Pre-Operative Neutrophil-to-Lymphocyte Ratio as a Predictor of Post-Operative Infectious Morbidity in Gynecologic
Vasilios Pergialiotis1, Theodoros Papalios1, Dimitrios Haidopoulos1
1First Department of Obstetrics and Gynecology, Division of Gynecologic Oncology, "Alexandra" General Hospital, Athens, Greece.
The neutrophil-to-lymphocyte ratio (NLR) can predict post-operative infectious complications in gynecologic cancer surgery. An NLR cutoff of 1.7 showed high sensitivity and specificity, aiding risk assessment.
Area of Science:
- Oncology
- Surgical Pathology
- Biomarkers
Background:
- Neutrophil-to-lymphocyte ratio (NLR) is a recognized predictor of survival and post-operative complications.
- Its utility in predicting infectious morbidity in gynecologic cancer surgery requires further investigation.
Purpose of the Study:
- To evaluate the effectiveness of pre-operative neutrophil-to-lymphocyte ratio (NLR) as a biomarker for predicting post-operative infectious morbidity in patients undergoing gynecologic cancer surgery.

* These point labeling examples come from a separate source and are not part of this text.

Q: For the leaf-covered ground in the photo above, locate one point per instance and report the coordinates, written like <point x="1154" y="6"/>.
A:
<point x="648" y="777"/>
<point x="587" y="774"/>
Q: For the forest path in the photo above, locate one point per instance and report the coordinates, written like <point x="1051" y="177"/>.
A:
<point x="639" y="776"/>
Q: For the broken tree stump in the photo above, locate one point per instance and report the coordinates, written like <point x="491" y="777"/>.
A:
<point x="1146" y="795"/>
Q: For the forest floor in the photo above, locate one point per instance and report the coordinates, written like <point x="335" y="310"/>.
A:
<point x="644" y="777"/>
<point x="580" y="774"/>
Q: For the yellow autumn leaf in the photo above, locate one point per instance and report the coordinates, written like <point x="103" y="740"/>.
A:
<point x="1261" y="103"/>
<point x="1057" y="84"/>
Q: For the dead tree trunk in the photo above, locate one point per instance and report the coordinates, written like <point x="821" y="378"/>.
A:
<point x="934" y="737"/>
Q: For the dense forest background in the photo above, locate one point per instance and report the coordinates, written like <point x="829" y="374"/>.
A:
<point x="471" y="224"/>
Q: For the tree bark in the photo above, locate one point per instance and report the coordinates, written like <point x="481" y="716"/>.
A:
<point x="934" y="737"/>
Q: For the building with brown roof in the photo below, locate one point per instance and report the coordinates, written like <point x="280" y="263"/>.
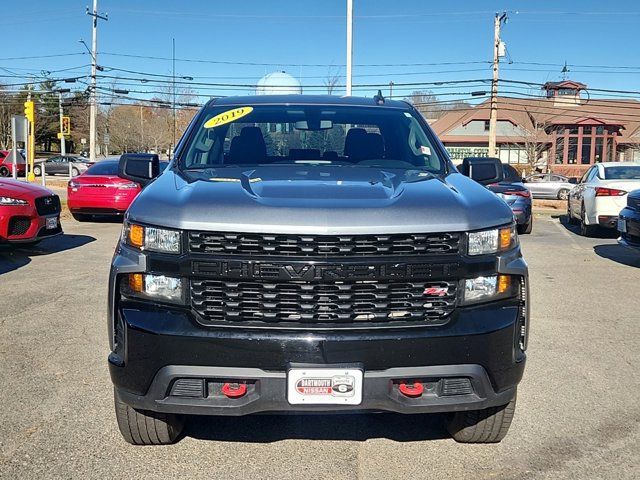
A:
<point x="563" y="131"/>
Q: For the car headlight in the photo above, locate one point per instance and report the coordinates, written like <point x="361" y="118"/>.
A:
<point x="492" y="241"/>
<point x="154" y="287"/>
<point x="486" y="289"/>
<point x="152" y="239"/>
<point x="12" y="201"/>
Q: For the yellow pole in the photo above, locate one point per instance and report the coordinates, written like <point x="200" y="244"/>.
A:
<point x="29" y="112"/>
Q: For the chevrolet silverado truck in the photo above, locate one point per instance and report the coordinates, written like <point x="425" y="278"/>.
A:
<point x="306" y="254"/>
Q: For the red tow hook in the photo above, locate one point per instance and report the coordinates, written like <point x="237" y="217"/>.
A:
<point x="234" y="390"/>
<point x="412" y="390"/>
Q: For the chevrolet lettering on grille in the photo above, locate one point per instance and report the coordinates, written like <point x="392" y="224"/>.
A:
<point x="315" y="272"/>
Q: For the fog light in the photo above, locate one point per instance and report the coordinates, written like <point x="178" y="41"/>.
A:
<point x="156" y="287"/>
<point x="484" y="289"/>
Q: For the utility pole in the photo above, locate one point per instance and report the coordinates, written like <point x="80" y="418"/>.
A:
<point x="173" y="106"/>
<point x="493" y="118"/>
<point x="94" y="63"/>
<point x="349" y="45"/>
<point x="63" y="142"/>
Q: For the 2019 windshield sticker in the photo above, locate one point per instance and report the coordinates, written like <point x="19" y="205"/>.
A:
<point x="228" y="117"/>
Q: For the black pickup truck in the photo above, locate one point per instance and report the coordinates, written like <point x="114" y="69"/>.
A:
<point x="315" y="254"/>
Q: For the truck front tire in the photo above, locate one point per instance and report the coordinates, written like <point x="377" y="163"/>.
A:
<point x="141" y="427"/>
<point x="481" y="426"/>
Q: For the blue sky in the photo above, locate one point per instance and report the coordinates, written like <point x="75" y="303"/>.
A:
<point x="285" y="33"/>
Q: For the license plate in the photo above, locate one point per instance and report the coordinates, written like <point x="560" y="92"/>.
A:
<point x="324" y="386"/>
<point x="52" y="223"/>
<point x="622" y="225"/>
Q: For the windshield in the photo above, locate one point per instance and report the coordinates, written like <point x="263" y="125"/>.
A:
<point x="312" y="135"/>
<point x="622" y="173"/>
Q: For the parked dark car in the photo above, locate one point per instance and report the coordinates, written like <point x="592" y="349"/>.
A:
<point x="361" y="273"/>
<point x="549" y="185"/>
<point x="512" y="190"/>
<point x="60" y="165"/>
<point x="629" y="221"/>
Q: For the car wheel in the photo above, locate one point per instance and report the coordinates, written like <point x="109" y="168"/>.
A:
<point x="141" y="427"/>
<point x="586" y="230"/>
<point x="481" y="426"/>
<point x="527" y="227"/>
<point x="81" y="217"/>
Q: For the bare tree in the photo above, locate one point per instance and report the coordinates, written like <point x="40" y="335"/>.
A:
<point x="332" y="80"/>
<point x="428" y="104"/>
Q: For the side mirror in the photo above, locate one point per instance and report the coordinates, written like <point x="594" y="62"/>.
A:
<point x="484" y="170"/>
<point x="139" y="167"/>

- To assess NLR's role in predictive models for identifying at-risk patients.
Main Methods:
- Prospective cohort study including 208 patients with gynecologic cancer.
- Evaluation of post-operative infectious morbidity within a 30-day follow-up period.

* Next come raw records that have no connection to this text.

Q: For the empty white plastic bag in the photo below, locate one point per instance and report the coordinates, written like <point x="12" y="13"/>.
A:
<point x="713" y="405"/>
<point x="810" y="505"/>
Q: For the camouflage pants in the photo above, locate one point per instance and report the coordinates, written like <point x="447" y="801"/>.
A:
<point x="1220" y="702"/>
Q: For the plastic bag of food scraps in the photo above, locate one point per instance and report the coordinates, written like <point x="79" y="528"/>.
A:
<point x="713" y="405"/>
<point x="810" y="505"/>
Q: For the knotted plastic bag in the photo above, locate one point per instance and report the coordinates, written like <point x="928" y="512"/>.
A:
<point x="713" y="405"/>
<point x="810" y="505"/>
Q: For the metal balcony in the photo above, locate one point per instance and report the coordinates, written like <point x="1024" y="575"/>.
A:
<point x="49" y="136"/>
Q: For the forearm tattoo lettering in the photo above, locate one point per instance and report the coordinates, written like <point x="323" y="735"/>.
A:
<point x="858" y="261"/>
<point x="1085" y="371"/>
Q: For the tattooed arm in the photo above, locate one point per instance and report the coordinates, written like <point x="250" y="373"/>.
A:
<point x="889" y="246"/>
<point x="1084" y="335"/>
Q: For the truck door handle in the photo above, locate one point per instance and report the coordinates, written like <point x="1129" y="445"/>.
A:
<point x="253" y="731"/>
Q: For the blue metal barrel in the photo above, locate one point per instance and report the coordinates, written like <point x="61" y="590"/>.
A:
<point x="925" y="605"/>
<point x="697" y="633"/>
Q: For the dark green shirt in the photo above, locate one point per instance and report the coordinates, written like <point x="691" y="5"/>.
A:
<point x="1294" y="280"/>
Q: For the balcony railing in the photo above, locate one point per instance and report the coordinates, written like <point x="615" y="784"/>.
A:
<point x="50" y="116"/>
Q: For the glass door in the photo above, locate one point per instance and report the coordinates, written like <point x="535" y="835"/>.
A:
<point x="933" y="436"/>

- Statistical analyses including logistic regression, Cox regression, random forest, and decision trees.
Main Results:
- Post-operative infectious morbidity occurred in 20.5% of patients.
- An optimal pre-operative NLR cutoff of 1.7 demonstrated 76.7% sensitivity and 73.3% specificity (AUC 0.760).
- NLR was a significant predictor of morbidity (univariable logistic regression) and associated with the timing of infectious morbidity (HR 1.339).
- Predictive models using random forest and decision trees achieved over 90% diagnostic accuracy.
Conclusions:
- Pre-operative neutrophil-to-lymphocyte ratio (NLR) shows potential as a valuable biomarker for assessing the risk of post-operative infectious morbidity in gynecologic cancer patients.
- NLR can be incorporated into predictive models to improve risk stratification and patient management.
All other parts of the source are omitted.